Fui a cobrar de mañana, en el horario de nuestros felices encuentros de otros tiempos, con la esperanza de que le hubiera dejado el dinero a su secretaria. No tenía ganas de verlo. Saludé a los guardias y entré a la sala de trabajo sin golpear, esperando encontrarla vacía. Las enredaderas, tan crecidas ya, extendían sus tallos gordos y peludos como tentáculos, cubiertos de flores carnosas, cuyos pétalos hinchados llenaban el aire de un olor dulzón, tropical.

Yo sabía que Goransky ya estaba trabajando con otro escritor. No deseaba el encuentro pero lo consideraba posible, y a pesar de todo me tomó de sorpresa.

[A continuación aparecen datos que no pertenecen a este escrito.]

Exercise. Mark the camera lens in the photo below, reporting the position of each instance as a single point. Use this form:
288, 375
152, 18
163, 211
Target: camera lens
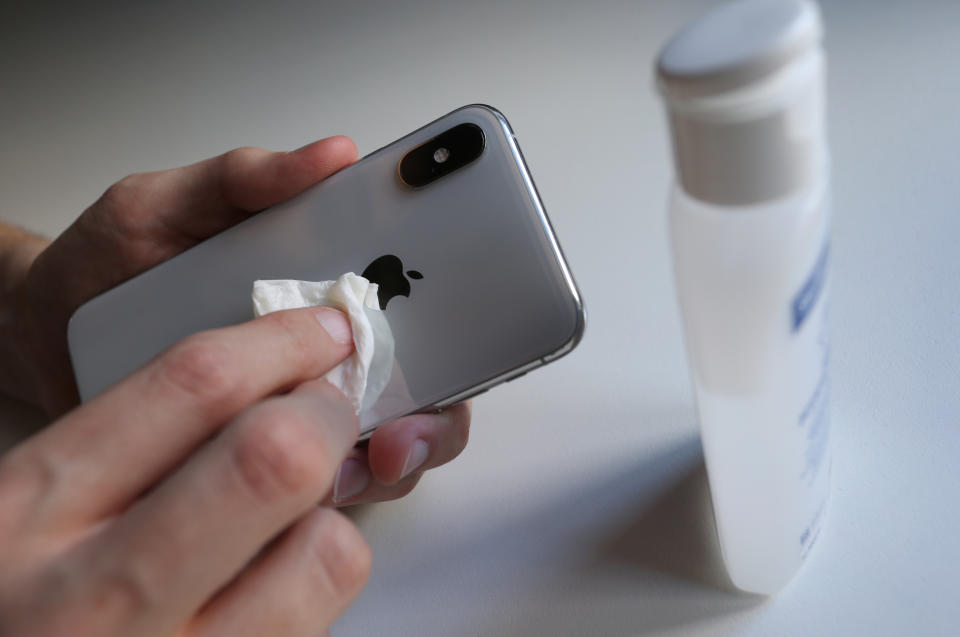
449, 151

Mi reemplazante, la nueva guionista de Goransky, era una muchacha muy joven, muy fea, asombrosamente flaca, con el pelo teñido de varios colores y una mirada de admiración extática que me puso los nervios al rojo vivo. Tomaba notas en su pantalla portátil escribiendo al tacto para no apartar los ojos de Goransky que, como de costumbre, caminaba velozmente por toda la habitación, subiendo y bajando desniveles y escalones, acompañando su discurso con ademanes efectistas de sus brazos enormes y peludos.

Ayer apenas o casi ayer, Goransky y yo habíamos estado juntos en la Antártida, poniéndonos tres pares de medias de lana y una funda aislante antes de embutirnos las botas forradas en piel. Habíamos luchado por avanzar contra el viento y la nevisca mientras se nos congelaba el aliento en las fosas nasales, habíamos sentido esa mezcla de placer y claustrofobia que producía el calor en la sala común de la Esta ción, aislada en el desierto de hielo. Ahora Goransky estaba otra vez allí: con otra.

Todo lo que Margot había intentado provocar en mí, ese sentimiento desbordado, angustioso, que yo mismo pensé que te habías llevado para siempre, que ya no era capaz de sentir, apareció de golpe. Goransky estaba en la cumbre de su inspiración, hablaba con una claridad, con una convicción y, sobre todo, con una espontaneidad indignante. Yo había escuchado esas mismas seductoras palabras, más o menos en ese mismo tono, en uno de nuestros primeros encuentros.

La chica era tan nueva en el oficio como lo había sido yo: la expresión de su fea carita agradecía a los dioses la oportunidad de trabajar con un genio, o por lo menos con un brillante talento de la cinematografía. Podía leer en sus ojos conmovidos la certeza de que el trabajo iba a ser tan rápido, tan fácil, apenas dar forma, apenas organizar las ideas que brotaban como agua del manantial de la ingeniosa mente de Goransky. Todavía no sabía que ese manantial se iba a convertir en un arroyo y después en un río torrentoso, desmadrado, que terminaría por barrer en su crecida las mismas ideas que estaba generando y también las ideas de ella y, sobre todo, cualquier posibilidad de organizarías, fijarlas, convertirlas en una historia verosímil.